Little is known of Bramley-Moore’s early childhood. He was the second son of Thomas Moore, of Pontefract, Yorkshire, but his mother’s heritage is unclear. In 1814 he emigrated to Rio de Janeiro, where he became a successful merchant. In 1830 he married Seraphina Hibernia, daughter of William Pennell, British consul-general for Brazil.
Bramley-Moore returned to England in 1835, settling in Liverpool, where he established himself as the head of the successful Brazilian merchant house Bramley-Moore & Co., and was elected an alderman by the borough council.
Although Bramley-Moore seemingly swept all before him as chairman of the Liverpool dock committee, he found entering (and staying) in the Commons a more protracted affair. At the 1852 general election he came forward as a Conservative candidate for Hull, an important port where his impassioned criticism of the recent repeal of the navigation laws played well to the gallery. His staunch opposition to ‘all aggressions of popery’ also endeared him to the Conservative faithful, but following a hard-fought contest, he was defeated in third place.
Bramley-Moore took his time to find his feet in the Commons. He attended regularly – he was present for 131 out of 198 divisions in the 1856 session – but was largely silent in debate for his first two sessions.
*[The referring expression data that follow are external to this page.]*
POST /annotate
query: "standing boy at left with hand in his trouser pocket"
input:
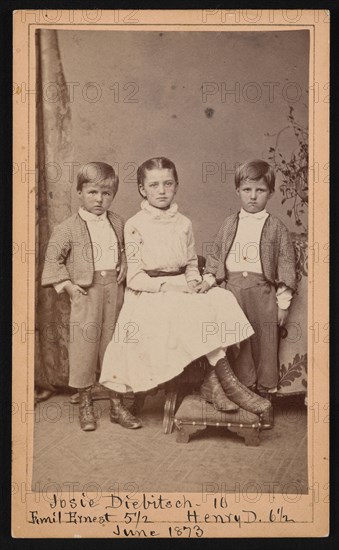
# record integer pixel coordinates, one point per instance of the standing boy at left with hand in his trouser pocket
(86, 258)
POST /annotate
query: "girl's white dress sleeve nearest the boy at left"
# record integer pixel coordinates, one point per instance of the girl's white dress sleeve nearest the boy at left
(137, 278)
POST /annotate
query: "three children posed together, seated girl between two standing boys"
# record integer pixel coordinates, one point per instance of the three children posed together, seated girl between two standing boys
(167, 304)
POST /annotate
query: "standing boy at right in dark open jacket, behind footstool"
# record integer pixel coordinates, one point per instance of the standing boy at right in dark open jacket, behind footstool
(254, 255)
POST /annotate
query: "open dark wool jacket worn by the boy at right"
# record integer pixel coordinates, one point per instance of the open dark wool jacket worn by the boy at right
(276, 252)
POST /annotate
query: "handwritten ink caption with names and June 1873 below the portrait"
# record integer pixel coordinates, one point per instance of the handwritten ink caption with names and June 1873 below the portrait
(141, 515)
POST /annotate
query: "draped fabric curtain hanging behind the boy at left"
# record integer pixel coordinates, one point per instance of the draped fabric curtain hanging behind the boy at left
(54, 155)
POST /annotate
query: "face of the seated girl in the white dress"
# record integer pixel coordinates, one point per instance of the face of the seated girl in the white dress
(159, 187)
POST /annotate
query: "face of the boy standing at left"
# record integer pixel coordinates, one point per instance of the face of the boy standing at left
(97, 197)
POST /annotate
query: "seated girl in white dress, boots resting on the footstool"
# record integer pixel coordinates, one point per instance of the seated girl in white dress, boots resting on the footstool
(166, 322)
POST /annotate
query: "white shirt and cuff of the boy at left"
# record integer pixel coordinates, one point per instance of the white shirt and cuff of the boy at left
(104, 243)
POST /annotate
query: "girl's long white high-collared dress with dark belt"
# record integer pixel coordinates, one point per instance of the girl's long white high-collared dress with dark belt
(159, 333)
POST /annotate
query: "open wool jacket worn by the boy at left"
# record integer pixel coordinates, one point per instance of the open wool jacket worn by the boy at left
(69, 254)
At the 1857 general election Bramley-Moore called for income tax to be reduced for those on low pay, explaining that, for him, ‘Conservatism’ meant helping to raise the labouring man in the social scale. He also appeared to have softened his stance on free trade, insisting that he did not wish to see a return to protectionism, only a level playing field for British merchants. He was re-elected in second place.
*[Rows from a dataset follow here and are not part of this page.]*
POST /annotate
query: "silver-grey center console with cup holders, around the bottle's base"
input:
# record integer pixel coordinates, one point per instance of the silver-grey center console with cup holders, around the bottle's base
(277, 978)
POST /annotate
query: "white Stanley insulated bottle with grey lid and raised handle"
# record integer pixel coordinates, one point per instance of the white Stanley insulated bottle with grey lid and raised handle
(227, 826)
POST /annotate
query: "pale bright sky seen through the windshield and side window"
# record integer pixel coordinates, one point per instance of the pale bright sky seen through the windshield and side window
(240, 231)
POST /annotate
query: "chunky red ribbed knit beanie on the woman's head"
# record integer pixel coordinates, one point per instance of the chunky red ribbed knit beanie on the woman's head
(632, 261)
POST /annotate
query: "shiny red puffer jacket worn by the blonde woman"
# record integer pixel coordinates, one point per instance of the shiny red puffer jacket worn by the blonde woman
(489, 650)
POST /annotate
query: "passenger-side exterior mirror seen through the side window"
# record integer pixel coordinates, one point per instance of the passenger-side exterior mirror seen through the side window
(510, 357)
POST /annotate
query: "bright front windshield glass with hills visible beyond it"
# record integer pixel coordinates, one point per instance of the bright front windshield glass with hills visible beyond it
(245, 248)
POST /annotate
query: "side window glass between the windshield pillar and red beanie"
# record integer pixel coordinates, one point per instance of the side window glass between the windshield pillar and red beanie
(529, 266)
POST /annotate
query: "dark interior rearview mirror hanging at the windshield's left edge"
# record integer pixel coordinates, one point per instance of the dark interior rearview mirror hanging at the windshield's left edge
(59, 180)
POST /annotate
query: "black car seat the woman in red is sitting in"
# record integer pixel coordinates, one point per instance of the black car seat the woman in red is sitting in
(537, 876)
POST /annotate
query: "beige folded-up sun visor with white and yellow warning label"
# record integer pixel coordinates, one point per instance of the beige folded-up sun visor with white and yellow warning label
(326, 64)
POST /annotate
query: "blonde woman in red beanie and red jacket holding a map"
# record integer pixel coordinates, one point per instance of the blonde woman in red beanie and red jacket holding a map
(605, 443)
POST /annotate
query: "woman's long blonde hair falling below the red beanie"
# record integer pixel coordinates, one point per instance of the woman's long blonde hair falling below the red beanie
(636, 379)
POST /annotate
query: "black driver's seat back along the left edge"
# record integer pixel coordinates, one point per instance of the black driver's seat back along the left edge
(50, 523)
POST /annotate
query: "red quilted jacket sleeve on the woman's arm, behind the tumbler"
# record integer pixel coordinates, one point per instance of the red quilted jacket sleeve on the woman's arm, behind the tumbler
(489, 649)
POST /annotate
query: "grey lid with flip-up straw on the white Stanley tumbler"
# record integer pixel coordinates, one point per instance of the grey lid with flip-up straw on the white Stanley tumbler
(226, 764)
In his second Parliament Bramley-Moore was more vocal in debate, especially on shipping issues and Britain’s relations with Brazil. Speaking in support of Roebuck’s motion for a committee to consider establishing better relations with the South American country, he asserted that he knew the Brazilian people ‘intimately’, and criticised Palmerston for suggesting that Brazil had not done all it could have to extinguish the slave trade. He also denounced the 1845 Aberdeen Act, which gave the British navy authority to stop and search any Brazilian ship suspected of carrying slaves, as a violation of that country’s sovereignty. He was one of only seventeen MPs who subsequently voted for Roebuck’s motion, which was defeated by an overwhelming majority of 295 votes.
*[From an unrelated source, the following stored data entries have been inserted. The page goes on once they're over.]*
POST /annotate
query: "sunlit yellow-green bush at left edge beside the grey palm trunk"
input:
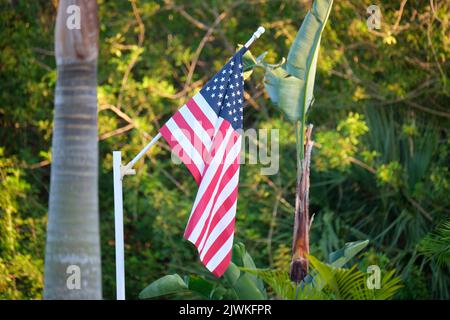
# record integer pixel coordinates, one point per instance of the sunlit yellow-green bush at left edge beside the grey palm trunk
(21, 237)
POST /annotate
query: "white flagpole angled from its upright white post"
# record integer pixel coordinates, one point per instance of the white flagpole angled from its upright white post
(119, 172)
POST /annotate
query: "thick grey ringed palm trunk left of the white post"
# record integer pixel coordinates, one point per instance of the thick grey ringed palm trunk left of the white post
(73, 222)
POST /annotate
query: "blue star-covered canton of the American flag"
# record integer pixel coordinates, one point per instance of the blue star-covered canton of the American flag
(225, 91)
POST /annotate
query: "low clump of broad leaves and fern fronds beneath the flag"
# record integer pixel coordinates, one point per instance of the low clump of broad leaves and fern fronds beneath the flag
(244, 281)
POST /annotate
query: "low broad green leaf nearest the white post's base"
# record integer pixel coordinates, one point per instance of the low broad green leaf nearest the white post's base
(166, 285)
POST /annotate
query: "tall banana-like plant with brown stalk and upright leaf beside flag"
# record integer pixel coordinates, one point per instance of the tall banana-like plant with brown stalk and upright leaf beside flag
(290, 86)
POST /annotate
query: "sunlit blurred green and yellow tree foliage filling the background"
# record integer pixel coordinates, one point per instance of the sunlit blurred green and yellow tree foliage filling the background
(379, 166)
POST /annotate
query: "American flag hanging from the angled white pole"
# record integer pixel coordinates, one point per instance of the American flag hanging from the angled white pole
(206, 135)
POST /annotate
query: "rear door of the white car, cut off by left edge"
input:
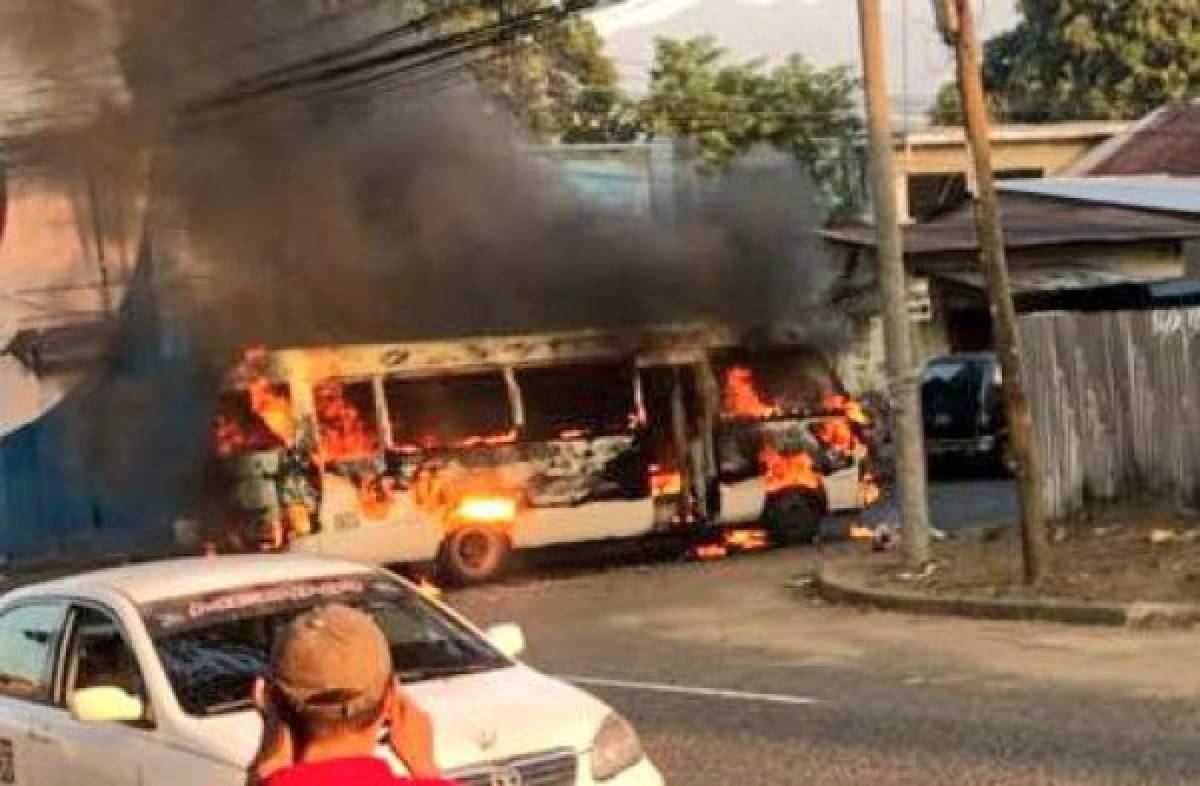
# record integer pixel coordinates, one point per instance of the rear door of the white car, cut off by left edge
(31, 634)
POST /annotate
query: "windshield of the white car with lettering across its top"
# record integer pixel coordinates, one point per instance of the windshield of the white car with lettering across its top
(213, 647)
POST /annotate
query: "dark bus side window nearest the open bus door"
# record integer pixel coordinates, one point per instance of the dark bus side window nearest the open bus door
(565, 401)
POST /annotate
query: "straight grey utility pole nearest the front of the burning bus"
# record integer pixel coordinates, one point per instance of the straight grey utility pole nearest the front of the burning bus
(895, 291)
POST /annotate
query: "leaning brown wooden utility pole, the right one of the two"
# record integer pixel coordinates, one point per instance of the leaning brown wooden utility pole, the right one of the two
(956, 20)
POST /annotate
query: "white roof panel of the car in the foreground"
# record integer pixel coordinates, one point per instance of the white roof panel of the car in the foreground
(149, 583)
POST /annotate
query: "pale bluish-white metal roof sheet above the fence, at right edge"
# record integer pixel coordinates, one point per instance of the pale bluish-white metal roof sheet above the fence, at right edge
(1153, 193)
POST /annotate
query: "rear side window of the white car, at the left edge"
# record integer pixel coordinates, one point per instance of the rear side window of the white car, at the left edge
(29, 639)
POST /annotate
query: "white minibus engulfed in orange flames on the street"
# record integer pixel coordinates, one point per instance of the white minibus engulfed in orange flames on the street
(461, 452)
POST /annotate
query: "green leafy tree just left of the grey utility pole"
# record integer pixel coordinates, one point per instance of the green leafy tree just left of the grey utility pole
(725, 110)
Bramley-Moore originally intended to defend his Maldon seat at the 1859 general election, but following ‘differences of a personal kind’ with the second Conservative candidate, he withdrew from the contest and instead accepted an invitation to stand for the Hampshire port of Lymington.
It was in his third Parliament that Bramley-Moore emerged as arguably Westminster’s most vocal champion of Brazil. Britain’s diplomatic relations with the country were at a particular low in 1863, following the decision of William Dougal Christie, Britain’s ambassador to Brazil, to aggressively demand that Brazil pay an indemnity for the recent shipwreck of the British merchantman, the Prince of Wales, near the Rio Grande do Sul.
Bramley-Moore continued to be a steady attender, voting with the Conservative opposition on the major domestic and foreign questions of the day, including Disraeli’s motion criticising the government’s handling of the Schleswig-Holstein question, 8 July 1864. He consistently voted against church rate abolition, the abolition of tests of religious faith at Oxford University and radical motions to reform the borough and county franchises. He was an active member of the 1864 select committee on the weighing of grain at the port of London.
Bramley-Moore died while staying at 116 Marine Parade, Brighton, in November 1886, and was buried at St Michael’s-in-the-Hamlet, Toxteth Park, Liverpool.